She paused, breathing hard with the emotion which the effort of her denunciation had inspired, and in that pause she beheld a vision of devilish hatred and purpose such as she could never have believed possible in her aunt.

"You would rebel! You challenge me!" cried Mercy, springing from her chair with a movement almost unbelievable in so ailing a creature. "You are mad--utterly mad. It is not I who am insane, but you--you. You call me a mountebank. What has your life been? Has not everything I have told you been part of it? Even here--here. Did I not tell you you could not escape your curse? Have you escaped it? And you think you can escape it now." She laughed suddenly, a hideous laugh which set Joan shuddering. "The love you have found must prove itself. You say it is the love that will save you. I tell you it is not. Nothing can save this man now. Nothing can save your Buck if he interferes now. Nothing can save you, if you interfere now. I tell you I have taken every care that there is no loophole of escape. No earthly power can serve you."

"No earthly power?" Joan echoed the words unconsciously, while she stood fascinated by that terrible face so working with malignant hatred.

But only for a moment it held her.
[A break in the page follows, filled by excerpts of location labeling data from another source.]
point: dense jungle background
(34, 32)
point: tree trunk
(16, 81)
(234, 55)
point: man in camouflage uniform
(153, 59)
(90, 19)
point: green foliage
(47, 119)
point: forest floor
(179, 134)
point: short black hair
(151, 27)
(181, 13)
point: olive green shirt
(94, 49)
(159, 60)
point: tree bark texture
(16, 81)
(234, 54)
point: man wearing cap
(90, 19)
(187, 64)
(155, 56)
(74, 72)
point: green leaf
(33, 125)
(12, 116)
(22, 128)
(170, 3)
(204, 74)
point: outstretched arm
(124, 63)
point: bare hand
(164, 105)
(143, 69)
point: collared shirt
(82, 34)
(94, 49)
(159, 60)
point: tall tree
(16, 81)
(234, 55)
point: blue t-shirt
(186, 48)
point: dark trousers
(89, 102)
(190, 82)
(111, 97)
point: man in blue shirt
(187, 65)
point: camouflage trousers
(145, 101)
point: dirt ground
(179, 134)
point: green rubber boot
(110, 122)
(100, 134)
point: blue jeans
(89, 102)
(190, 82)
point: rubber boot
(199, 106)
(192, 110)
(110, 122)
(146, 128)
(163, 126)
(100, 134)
Her love was stronger that all her woman's fears. Her Buck was in danger, and that other. The warning. She must get that warning to them.
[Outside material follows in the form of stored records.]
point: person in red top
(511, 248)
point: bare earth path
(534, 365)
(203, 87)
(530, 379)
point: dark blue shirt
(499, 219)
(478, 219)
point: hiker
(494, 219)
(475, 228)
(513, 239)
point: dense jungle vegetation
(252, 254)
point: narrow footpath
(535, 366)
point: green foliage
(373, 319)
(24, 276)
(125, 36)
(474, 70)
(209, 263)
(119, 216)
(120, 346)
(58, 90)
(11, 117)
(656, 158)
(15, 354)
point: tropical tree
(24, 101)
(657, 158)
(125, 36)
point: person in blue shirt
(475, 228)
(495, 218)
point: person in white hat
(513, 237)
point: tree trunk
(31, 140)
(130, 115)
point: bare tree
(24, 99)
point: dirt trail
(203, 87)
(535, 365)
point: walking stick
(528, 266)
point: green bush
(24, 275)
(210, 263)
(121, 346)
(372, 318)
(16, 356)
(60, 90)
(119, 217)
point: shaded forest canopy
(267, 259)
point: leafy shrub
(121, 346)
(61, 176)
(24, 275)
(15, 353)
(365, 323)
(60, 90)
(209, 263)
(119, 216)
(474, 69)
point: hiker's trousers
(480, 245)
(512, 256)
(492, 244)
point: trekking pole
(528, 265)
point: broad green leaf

Suddenly she leant forward upon the table as though to emphasize what she had to say.

"Whatever happens to-night, aunt," she cried, her big eyes glowing in a growing excitement, her red-gold hair shining like burnished copper in the light from the lamp which was so near to it, "I hope God may forgive you this terrible wicked spirit which is driving you. Some day I may find it in my heart to forgive you. That which I have to do you are driving me to, and I pray God I may succeed."
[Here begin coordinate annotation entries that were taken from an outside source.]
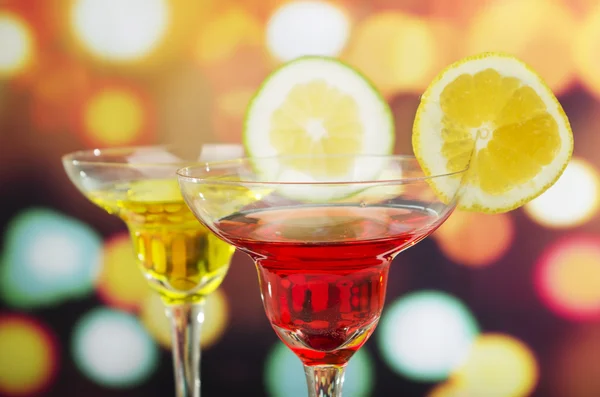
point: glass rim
(87, 157)
(182, 173)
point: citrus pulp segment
(314, 107)
(495, 115)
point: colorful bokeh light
(224, 34)
(425, 335)
(216, 318)
(475, 240)
(113, 349)
(121, 283)
(498, 365)
(17, 44)
(48, 257)
(572, 201)
(309, 27)
(119, 30)
(398, 52)
(116, 114)
(587, 56)
(541, 34)
(567, 277)
(29, 359)
(448, 389)
(284, 375)
(573, 369)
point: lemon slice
(315, 106)
(496, 115)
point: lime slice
(316, 106)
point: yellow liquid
(182, 259)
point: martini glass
(182, 261)
(322, 248)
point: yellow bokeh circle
(216, 317)
(498, 366)
(121, 283)
(16, 44)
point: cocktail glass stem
(186, 324)
(324, 380)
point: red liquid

As the last word left her lips she seized the lamp from the table, and, with all her strength, hurled it through the open window. As it sped it extinguished itself and crashed to the ground outside, leaving the room in utter darkness. At the same instant she sprang to the sill of the open window, and flung herself from the room. As she, too, fell to the ground a shot rang out behind her, and she felt the bullet tear through her masses of coiled hair.

But her excitement was at fever heat. She waited for nothing. Her lover's life was claiming every nerve in her body. His life, and that other's. She scrambled to her feet and dodged clear of the window, just as a chorus of harsh execration reached her ears. She looked toward the barns and hay corrals whence the sound came, and, on the instant, a hideous terror seized upon her. The barn was afire! The hay had just been fired! And, in the inky blackness of the night, the ruddy glow leapt suddenly and lit up the figures of a crowd of men, now shouting and blaspheming at the result of the shot from the house.